Blood Urea Nitrogen (BUN) and the closely related Milk Urea Nitrogen (MUN) values can be used to monitor protein efficiency in cows. According to Waldron, high BUN impacts fertility. The team is measuring BUN values in the heifers undergoing different feed treatments. Heifers that consumed pasture that included BFT had a higher (P < 0.01) BUN at all time points (Figure 1), indicating an increased intake of protein/nitrogen in those animals, but BUN levels never surpassed concentrations thought to be detrimental to reproduction (i.e., 20 mg/dL).

Further findings illustrate that the high-sugar perennial ryegrass had greater energy than the other grasses, whereas, the high-sugar orchardgrass often did not. All grass-BFT mixtures had greater energy than their respective grass monocultures.

Waldron and his team will continue summarizing heifer performance; determine which herbage traits (e.g., protein, energy, tannins, etc) are having the biggest effect on heifer performance; conduct economic analysis, and look at the effect grazing on the nitrogen cycle.

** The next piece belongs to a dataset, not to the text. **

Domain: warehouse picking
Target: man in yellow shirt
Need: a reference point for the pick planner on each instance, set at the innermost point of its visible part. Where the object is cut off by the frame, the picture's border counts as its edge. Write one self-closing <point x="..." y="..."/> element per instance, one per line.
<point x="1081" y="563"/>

Table 2. Estimates of energy in the herbage from the different pasture treatments: Non-fibrous carbohydrates (NFC), water-soluble carbohydrates (WSC), fat, metabolizable energy (ME), and Net energy for gain (NEg). ¹Treatments include: Meadow Bromegrass (MB), Meadow Bromegrass + BFT (MB+BFT) Orchard Grass (OG), Orchard Grass + BFT (OG+BFT), Perennial Ryegrass (PR), Perennial Ryegrass + BFT (PR+BFT), and as the mean of the grass monocultures and grass-BFT mixtures. ²Means within each column that have a different superscript are different from one another (P < 0.05) Figure 1. Effect of Pasture on heifer BUN over the 105 d period. Pastures include: Monoculture pastures without BFT (MONO), mixed pastures with BFT (MIX). Pasture: P < 0.01 19

Due to the impact this project could have on the organic pasture-based dairy industry, Waldron and his team place a strong emphasis on outreach. They have designed an innovative plan to enhance communication among producers, processors, marketers, researchers, and extension personnel by building an interactive multi-state communications network facilitated by e-Organic. This will include printed materials, webinars, webpages, and video available to everyone interested.